Shows average performance in terms of ensuring continuous supply of medicines in LMICs. AbbVie has a system in place to work with relevant stakeholders to communicate issues that may affect the supply chain, manages a buffer stock of relevant products, and works with several active pharmaceutical ingredient suppliers. However, there is no evidence that the company transfers technology to local manufacturers or is involved in supply chain capacity building initiatives that meet inclusion criteria for evaluation.
Has a case-by-case approach for reporting substandard and falsified (SF) medicines in countries in scope of the Index. AbbVie demonstrates evidence of reporting SF medicines to relevant regulatory authorities and the WHO, on a case-by-case basis. It does not disclose evidence, publicly or to the Index, that it requires reporting to occur within the timeframe of ten days looked for by the Index, nor does it provide evidence of shortened time frames for reporting cases which only require visual inspection to be confirmed.
Donates in response to expressed need and monitors delivery. AbbVie has public policies and supply processes in place to ensure ad hoc donations are carried out rapidly in response to expressed need, and it shows some evidence of monitoring the delivery of donations.

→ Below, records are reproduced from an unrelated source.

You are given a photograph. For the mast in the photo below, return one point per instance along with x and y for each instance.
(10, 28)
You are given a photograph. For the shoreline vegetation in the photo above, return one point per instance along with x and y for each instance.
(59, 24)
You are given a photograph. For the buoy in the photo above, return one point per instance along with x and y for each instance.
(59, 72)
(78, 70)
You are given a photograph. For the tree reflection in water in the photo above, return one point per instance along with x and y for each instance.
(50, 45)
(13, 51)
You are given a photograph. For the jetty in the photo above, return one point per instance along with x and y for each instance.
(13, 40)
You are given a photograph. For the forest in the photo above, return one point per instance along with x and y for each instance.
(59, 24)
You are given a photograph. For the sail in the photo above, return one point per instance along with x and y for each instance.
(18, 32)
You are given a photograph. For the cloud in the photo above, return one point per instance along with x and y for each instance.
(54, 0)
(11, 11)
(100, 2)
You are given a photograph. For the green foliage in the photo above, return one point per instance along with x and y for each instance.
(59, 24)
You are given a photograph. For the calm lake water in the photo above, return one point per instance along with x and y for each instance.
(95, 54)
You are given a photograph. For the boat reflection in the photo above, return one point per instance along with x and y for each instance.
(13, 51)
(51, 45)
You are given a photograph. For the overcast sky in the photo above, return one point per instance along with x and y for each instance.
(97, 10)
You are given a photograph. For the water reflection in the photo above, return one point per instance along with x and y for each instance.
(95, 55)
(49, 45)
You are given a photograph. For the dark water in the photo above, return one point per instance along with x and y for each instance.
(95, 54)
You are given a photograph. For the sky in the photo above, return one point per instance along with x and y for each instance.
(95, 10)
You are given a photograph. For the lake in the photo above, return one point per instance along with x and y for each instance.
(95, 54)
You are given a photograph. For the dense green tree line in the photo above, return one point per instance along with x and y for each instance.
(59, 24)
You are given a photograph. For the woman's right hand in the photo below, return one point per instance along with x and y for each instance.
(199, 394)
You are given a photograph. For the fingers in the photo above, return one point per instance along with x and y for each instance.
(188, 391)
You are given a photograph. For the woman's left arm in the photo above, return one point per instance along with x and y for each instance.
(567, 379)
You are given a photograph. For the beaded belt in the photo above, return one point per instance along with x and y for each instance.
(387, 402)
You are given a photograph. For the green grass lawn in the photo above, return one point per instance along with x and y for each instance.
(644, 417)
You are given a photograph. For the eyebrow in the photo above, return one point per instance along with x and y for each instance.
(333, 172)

Has no long-term donation programmes for neglected tropical diseases or malaria that are eligible for analysis. However, AbbVie is engaged in other structured donation programmes such as the programme whereby it has been donating beractant (Survanta®) for infant respiratory distress syndrome to six countries in scope of the Index since 2015 through Direct Relief
All companies were assessed based on information that was valid in the latest period of analysis (ending at 31 May 2022). This data was either submitted by companies, found in the public domain or was accessible through other sources. The term LMICs is used to denote all low- and middle-income countries in scope of the Index, except when analysing companies’ access strategies where the use of LMIC refers to lower-middle income countries as per the World Bank income groups classification. Likewise, the terms LIC and UMIC refer to low income countries and upper-middle income countries.
In the 2021 Index, dense ranking was used. In the 2022 Index, standard competitive ranking is used. Therefore, a direct comparison with AbbVie's previous rank is not possible.
*50 diseases and 243 product gaps in scope have been established as a priority by global health stakeholders. For other diseases, the Index used a set of criteria to determine which projects in the pipeline offer a clear public health benefit to patients in LMICs. Only projects in the clinical phase of development were included for this analysis.
**Neglected tropical diseases, while also communicable, are highlighted separately throughout the Index.
***Other includes projects that have a technical lifecycle and projects that follow a different development cycle (e.g. diagnostics).
†Products included in the analysis were selected using a set of criteria determined by stakeholder consensus.
‡Other includes vector control products.